“With Ste. Anne, I wanted to make a narrative. I wanted to challenge how we make film, challenge storytelling, and challenge who gets to be part of a film.” (Rhayne Vermette)
Ste. Anne is set and shot in Treaty 1 territory — land taken from First Nations for settler use, following the signing of the treaty in 1871. Today, this territory includes Winnipeg (Canada) and the nearby town that lends the film its title. The debut feature by Manitoban self-taught filmmaker and artist Rhayne Vermette, who previously studied architecture, the film centres on Renée (played by Vermette), who returns to her young daughter after an unexplained absence of several years. Her arrival disrupts the household that her daughter now shares with Renée’s brother and his wife. The tensions caused by her arrival simmer under the surface, as Renée clumsily tries to step back into a maternal role — despite her young daughter having no memory of her.

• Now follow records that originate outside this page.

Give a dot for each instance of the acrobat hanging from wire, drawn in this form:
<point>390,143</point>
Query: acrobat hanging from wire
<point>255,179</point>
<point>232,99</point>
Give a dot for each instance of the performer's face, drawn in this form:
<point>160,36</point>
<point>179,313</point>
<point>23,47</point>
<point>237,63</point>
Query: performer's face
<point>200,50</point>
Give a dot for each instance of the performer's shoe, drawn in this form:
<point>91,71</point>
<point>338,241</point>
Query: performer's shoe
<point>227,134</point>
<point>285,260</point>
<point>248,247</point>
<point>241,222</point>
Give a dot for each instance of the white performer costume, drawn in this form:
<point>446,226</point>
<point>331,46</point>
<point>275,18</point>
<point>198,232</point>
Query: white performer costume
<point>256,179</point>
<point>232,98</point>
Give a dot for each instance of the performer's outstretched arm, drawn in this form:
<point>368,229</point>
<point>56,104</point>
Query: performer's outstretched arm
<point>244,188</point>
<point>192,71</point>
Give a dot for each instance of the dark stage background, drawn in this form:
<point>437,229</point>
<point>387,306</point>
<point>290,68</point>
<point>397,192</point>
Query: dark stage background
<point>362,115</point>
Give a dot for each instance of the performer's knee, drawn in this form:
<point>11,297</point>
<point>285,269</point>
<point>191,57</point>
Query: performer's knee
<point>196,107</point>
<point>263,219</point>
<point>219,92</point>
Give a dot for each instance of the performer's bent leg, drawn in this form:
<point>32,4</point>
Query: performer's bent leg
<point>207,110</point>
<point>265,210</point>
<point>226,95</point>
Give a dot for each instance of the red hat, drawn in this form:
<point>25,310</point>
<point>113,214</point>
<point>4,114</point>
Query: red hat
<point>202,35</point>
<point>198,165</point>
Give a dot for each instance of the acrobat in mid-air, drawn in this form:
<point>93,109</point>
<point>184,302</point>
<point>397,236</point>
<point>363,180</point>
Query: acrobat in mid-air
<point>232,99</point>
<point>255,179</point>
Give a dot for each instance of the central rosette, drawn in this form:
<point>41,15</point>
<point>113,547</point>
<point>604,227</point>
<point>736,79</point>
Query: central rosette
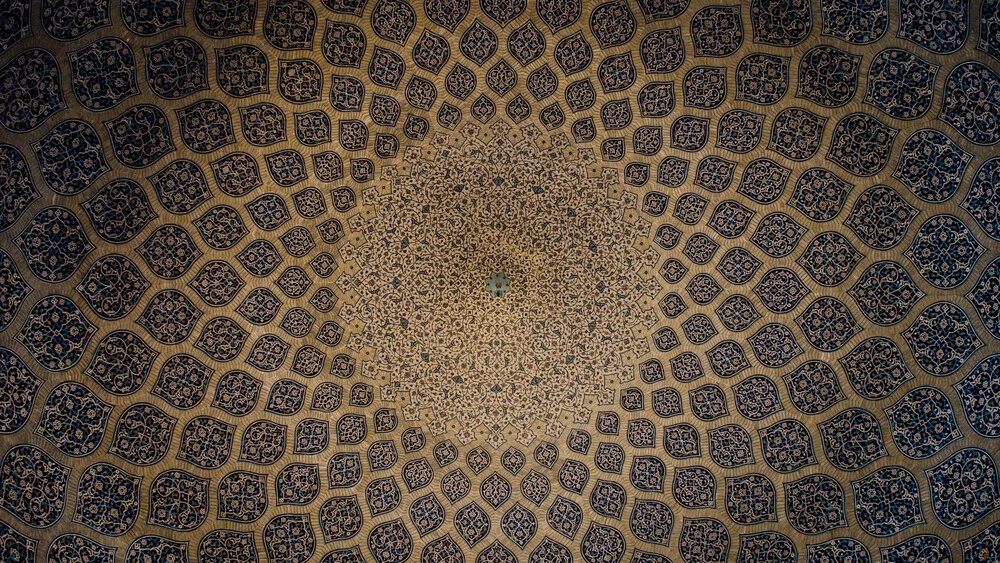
<point>569,320</point>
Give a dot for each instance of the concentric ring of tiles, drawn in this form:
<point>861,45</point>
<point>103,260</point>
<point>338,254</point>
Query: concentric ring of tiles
<point>753,254</point>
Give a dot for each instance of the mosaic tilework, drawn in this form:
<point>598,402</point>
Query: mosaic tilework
<point>542,282</point>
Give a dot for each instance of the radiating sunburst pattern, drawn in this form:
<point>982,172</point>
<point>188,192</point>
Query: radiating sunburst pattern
<point>641,281</point>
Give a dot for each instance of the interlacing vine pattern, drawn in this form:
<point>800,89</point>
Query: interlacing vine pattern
<point>642,281</point>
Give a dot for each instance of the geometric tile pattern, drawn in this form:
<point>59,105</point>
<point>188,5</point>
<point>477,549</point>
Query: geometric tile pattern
<point>552,281</point>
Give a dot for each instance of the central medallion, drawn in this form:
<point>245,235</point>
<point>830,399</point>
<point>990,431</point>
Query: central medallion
<point>498,284</point>
<point>500,208</point>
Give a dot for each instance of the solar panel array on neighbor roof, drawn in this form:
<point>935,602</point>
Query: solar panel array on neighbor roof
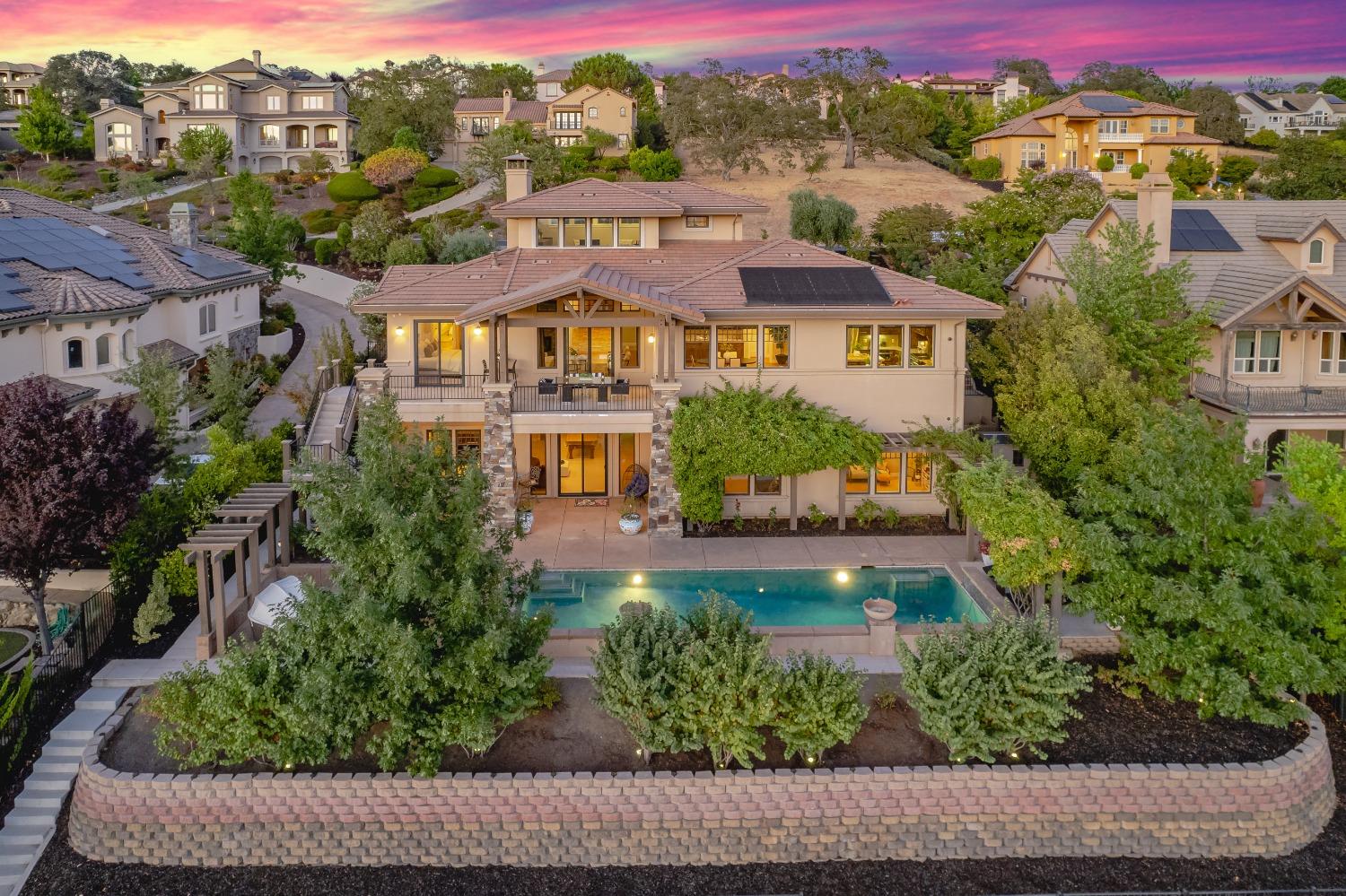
<point>812,287</point>
<point>57,245</point>
<point>1198,231</point>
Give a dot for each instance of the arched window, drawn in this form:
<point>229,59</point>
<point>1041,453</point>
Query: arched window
<point>74,354</point>
<point>118,139</point>
<point>207,318</point>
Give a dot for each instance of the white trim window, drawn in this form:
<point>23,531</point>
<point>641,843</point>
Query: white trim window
<point>1333,352</point>
<point>1257,352</point>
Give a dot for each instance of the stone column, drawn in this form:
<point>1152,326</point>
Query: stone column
<point>498,449</point>
<point>665,510</point>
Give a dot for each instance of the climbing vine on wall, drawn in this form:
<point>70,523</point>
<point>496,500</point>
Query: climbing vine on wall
<point>737,431</point>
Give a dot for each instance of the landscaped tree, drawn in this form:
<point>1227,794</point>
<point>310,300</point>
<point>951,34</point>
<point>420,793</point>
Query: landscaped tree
<point>43,128</point>
<point>824,221</point>
<point>992,692</point>
<point>1217,607</point>
<point>393,166</point>
<point>718,433</point>
<point>1306,169</point>
<point>1144,311</point>
<point>848,80</point>
<point>261,236</point>
<point>69,482</point>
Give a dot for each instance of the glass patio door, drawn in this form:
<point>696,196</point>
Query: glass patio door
<point>583,465</point>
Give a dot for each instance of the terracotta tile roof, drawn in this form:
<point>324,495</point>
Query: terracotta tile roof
<point>696,274</point>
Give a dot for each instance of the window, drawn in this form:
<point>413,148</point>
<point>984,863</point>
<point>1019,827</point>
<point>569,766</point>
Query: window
<point>1033,153</point>
<point>548,231</point>
<point>207,96</point>
<point>630,346</point>
<point>775,346</point>
<point>206,315</point>
<point>921,352</point>
<point>735,347</point>
<point>439,352</point>
<point>696,347</point>
<point>1333,358</point>
<point>1257,352</point>
<point>546,347</point>
<point>118,139</point>
<point>890,344</point>
<point>629,231</point>
<point>859,346</point>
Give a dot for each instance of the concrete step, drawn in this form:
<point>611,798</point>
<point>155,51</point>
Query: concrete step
<point>105,699</point>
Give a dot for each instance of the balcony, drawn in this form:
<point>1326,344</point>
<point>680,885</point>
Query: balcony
<point>1268,400</point>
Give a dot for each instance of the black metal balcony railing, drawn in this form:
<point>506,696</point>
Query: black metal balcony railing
<point>563,397</point>
<point>436,387</point>
<point>1268,400</point>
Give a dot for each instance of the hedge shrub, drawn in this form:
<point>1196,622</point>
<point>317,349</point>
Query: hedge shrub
<point>350,186</point>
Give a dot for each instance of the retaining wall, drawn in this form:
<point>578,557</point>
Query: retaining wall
<point>923,813</point>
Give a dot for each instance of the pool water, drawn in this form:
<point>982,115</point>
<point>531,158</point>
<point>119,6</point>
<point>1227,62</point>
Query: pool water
<point>587,599</point>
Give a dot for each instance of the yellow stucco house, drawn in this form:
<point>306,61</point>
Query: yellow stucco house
<point>1079,129</point>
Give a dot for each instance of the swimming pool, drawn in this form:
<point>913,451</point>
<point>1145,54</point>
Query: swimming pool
<point>587,599</point>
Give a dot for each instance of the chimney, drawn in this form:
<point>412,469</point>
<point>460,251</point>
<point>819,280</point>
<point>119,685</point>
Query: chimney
<point>519,177</point>
<point>182,225</point>
<point>1155,207</point>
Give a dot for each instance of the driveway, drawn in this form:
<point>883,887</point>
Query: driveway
<point>314,314</point>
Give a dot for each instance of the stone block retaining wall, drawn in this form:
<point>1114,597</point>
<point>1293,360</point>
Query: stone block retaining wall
<point>969,812</point>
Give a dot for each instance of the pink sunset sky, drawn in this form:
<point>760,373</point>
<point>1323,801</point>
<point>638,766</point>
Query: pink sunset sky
<point>1224,40</point>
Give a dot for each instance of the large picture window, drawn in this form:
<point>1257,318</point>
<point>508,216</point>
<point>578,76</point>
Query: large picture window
<point>439,352</point>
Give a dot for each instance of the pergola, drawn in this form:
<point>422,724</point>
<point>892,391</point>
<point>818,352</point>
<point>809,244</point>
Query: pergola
<point>255,527</point>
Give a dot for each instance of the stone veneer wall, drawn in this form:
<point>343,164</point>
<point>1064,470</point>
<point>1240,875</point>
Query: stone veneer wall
<point>587,820</point>
<point>665,505</point>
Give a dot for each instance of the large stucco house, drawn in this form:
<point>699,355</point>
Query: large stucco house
<point>274,120</point>
<point>1079,129</point>
<point>1272,276</point>
<point>83,293</point>
<point>563,357</point>
<point>1289,113</point>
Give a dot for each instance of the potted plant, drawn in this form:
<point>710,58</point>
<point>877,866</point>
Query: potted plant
<point>630,518</point>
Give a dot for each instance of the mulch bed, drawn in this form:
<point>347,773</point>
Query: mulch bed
<point>1319,864</point>
<point>579,736</point>
<point>764,527</point>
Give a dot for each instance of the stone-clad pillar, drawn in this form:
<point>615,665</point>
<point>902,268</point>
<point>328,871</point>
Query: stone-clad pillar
<point>665,510</point>
<point>498,451</point>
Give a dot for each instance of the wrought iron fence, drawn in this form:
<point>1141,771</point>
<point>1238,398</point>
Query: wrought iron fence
<point>57,677</point>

Commissioned by the Indigenous-led COUSIN Collective and shot over 14 months using both script and improvisation, the film features members of the filmmaker’s family and the Métis community. Continuing the techniques that Vermette developed over years of making abstract and experimental short films, Ste. Anne is as much a fragmentary portrait of the environment and seasons as it is about the people whose lives are shaped in part by nature’s flow.